Nethserver-freeradius integration module

alextunschi · March 9, 2021, 8:22am

Any chance on help in installing this module? It gives me the following error:
Loaded plugins: changelog, fastestmirror, nethserver_events
Loading mirror speeds from cached hostfile

ce-base: centos.mirror.server24.net
ce-extras: centos.mirror.server24.net
ce-sclo-rh: centos.mirror.server24.net
ce-sclo-sclo: centos.mirror.server24.net
ce-updates: centos.mirror.server24.net
epel: mirrors.nav.ro
nethforge: ketrax.eu
nethserver-base: ketrax.eu
nethserver-updates: ketrax.eu
No package nethserver-freeradius available.
Error: Nothing to do

Thank you!

stephdl · March 13, 2021, 4:00am

yum install https://mirror.de-labrusse.fr/NethDev/nethserver-freeradius/nethserver-freeradius-0.0.7-1.1.g29c2100.ns7.noarch.rpm

You cannot expect support of me for this rpm I just built and kept the sources for other like you

fausp · April 18, 2021, 1:55pm

Do you mean freeradius server service runs directly on OPNsense?

Andy_Wismer · April 18, 2021, 2:01pm

@fausp

Hi

Yes, it’s a plug-in, but fully integrated…

Anyone asked about LDAP / AD Integration?

fausp · April 18, 2021, 2:05pm

@ Andy_Wismer
Hi Andy, looks vy cool! I will test it immediately …

Andy_Wismer · April 18, 2021, 2:08pm

@fausp

I’m moving in the next ten days, but plan on using Radius for WiFi after moving…

fausp · April 18, 2021, 2:13pm

Maybe you can help me to write a HowTo for Nethserver AD / OPNsense Radius / WPA2 Enterprise Mode?

Andy_Wismer · April 18, 2021, 2:17pm

@fausp

Would be a good idea…

I had that before running, when still using SME Server…
But that wasn’t AD integrated, only MS NT Domain.

At the moment I have too many Home Entertainment stuff which requires WPS2 PSK - and these mostly can’t use WPA2 Enterprise… Bose, Sonos (Not sure?), but there are plenty out there…
So I’m getting another WLan-AP for Radius / WPA2-Enterprise…

Andy_Wismer · April 18, 2021, 2:18pm

One thing is sure though: Your NethServer AD needs a correct LE SSL cert…

I’ve prepped my AD, SSL works sofar well…

fausp · April 18, 2021, 2:26pm

Could also be a step in the HowTo…

fausp · April 18, 2021, 2:39pm

What do you think is better, to get and manage the LE-cert with OPNsense or with Nethserver? Or a mix of both, depending on the needs…?

danb35 · April 18, 2021, 3:03pm

Get and manage the cert on the device that’s going to use it if possible.

Andy_Wismer · April 18, 2021, 3:05pm

Always better and simpler… But not always possible or optimal…

danb35 · April 18, 2021, 3:14pm

Hence “if possible.” If it isn’t possible (or practical), as is the case with my Mikrotik switches, then you’ll need to come up with a way to get the cert somewhere else, and automatically deploy it to whatever’s going to use it. Lots of ways to do that, and there may not be one “right” answer.

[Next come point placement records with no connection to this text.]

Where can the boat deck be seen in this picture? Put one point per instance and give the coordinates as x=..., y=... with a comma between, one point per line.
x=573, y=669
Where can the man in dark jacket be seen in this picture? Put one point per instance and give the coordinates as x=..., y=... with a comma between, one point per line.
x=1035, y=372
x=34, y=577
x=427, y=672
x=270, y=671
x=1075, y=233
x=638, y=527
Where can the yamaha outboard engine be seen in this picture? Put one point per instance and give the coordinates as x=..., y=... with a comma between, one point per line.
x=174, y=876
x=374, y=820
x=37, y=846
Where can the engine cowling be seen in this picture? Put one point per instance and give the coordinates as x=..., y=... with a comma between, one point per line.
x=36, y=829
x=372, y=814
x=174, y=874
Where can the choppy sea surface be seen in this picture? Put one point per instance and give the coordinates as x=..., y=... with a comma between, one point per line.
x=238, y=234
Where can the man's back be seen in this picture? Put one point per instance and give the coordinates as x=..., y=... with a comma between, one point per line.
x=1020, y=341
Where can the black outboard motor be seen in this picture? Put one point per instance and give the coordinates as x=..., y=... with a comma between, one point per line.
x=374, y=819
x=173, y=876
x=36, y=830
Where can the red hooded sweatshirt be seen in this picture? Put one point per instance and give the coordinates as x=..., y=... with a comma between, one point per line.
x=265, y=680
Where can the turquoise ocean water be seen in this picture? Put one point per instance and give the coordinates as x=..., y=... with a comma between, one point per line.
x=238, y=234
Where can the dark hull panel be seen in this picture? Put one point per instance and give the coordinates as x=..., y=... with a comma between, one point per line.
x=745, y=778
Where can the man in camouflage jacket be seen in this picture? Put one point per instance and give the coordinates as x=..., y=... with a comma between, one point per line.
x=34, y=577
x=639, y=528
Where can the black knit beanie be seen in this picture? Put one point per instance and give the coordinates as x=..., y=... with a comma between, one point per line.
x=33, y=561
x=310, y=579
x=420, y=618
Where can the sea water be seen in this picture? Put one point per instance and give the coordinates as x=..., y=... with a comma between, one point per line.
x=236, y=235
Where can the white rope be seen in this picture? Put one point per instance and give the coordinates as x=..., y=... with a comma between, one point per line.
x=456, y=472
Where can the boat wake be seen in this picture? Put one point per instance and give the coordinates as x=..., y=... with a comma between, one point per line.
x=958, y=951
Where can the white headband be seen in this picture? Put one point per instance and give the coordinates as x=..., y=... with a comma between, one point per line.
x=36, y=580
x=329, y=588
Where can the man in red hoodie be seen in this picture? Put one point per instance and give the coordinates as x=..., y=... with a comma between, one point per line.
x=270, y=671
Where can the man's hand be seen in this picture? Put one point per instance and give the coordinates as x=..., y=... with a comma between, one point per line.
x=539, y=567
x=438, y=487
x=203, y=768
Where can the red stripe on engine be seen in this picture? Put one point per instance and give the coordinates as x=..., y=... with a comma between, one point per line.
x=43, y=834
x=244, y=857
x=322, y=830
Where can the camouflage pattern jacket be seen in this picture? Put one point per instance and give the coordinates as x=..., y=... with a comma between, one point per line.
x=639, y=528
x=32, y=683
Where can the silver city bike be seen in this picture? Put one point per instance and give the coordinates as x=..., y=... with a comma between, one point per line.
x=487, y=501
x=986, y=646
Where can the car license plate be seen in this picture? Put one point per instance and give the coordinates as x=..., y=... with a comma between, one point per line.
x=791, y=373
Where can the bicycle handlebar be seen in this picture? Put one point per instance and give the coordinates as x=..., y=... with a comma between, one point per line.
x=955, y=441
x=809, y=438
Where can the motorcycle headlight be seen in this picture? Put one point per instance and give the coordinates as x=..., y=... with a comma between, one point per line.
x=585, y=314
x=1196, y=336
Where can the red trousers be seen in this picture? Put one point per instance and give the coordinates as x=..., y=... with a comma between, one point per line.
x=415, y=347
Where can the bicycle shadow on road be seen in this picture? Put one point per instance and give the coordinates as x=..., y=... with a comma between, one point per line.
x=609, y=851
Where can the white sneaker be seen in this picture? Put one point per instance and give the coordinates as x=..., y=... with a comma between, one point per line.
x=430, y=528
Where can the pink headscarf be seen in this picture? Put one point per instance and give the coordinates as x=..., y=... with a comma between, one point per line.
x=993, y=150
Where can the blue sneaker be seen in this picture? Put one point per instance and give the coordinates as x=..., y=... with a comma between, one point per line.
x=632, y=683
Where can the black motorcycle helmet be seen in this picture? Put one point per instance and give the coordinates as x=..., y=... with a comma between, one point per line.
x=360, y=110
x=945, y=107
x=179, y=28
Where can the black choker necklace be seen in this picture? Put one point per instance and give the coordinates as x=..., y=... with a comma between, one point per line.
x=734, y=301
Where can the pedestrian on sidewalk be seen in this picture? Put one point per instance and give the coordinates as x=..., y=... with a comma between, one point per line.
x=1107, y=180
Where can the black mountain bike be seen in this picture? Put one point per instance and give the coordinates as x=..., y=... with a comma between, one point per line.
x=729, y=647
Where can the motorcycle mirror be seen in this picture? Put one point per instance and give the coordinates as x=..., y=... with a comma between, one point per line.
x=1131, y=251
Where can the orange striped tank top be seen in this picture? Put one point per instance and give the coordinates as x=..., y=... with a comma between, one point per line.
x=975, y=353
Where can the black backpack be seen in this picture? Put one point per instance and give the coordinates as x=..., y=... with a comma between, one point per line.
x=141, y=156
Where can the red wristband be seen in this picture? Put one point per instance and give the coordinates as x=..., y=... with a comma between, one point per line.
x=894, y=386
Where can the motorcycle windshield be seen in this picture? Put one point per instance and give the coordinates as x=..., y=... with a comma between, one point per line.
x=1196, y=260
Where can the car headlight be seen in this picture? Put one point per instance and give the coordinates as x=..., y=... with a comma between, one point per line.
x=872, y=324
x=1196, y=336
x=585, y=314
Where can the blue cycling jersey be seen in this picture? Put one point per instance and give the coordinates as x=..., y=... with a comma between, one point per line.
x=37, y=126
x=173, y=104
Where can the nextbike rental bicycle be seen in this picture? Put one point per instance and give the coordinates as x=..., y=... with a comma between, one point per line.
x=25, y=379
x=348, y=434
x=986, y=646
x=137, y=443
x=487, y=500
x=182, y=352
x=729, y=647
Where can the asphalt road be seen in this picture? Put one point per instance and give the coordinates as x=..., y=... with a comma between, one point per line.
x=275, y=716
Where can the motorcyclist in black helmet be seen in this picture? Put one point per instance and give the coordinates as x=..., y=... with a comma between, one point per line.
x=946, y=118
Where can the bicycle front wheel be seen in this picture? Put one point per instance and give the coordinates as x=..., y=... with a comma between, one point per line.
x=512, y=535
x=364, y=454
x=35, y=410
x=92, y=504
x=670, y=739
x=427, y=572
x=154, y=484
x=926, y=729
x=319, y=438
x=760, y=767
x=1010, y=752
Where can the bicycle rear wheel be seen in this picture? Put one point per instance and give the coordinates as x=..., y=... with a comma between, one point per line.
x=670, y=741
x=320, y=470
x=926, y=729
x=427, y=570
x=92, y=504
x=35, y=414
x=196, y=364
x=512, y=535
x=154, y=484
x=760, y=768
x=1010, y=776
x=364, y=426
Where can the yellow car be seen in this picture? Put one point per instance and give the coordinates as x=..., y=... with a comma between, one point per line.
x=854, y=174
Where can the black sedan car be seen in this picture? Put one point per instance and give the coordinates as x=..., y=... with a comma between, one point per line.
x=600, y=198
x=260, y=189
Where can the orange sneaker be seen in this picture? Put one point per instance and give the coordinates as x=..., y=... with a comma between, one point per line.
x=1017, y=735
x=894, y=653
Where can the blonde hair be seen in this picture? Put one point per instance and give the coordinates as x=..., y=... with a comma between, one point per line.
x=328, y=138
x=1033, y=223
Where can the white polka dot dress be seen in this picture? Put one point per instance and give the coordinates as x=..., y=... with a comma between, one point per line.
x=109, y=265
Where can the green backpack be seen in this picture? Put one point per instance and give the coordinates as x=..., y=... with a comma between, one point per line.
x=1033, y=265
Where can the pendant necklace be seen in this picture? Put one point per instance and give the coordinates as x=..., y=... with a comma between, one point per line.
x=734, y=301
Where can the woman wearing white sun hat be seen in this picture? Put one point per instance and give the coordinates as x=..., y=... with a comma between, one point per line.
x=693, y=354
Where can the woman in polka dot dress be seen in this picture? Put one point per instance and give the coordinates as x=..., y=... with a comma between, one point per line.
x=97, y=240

Andy_Wismer · April 18, 2021, 3:17pm

@danb35

This looks interesting, for Microtik Routers (Switches too, eg if using vLans…):

Usually gives more options with the specific hw / sw…

fausp · April 18, 2021, 4:01pm

Andy_Wismer · April 18, 2021, 4:59pm

@fausp

Not really, never heard of the App…

One of the main “issues” with WPA2 (Enterprise) is for Windows the nead to use MS-Chapv2. Not the most secure thing - but it does work on most platforms supporting it…

danb35 · April 18, 2021, 5:01pm

The way for what? What potential problem or need would you be trying to address with this?

fausp · April 18, 2021, 5:05pm

The description is here:

danb35 · April 18, 2021, 5:07pm

Sure, I can see the description on their website. But why would you want to use it?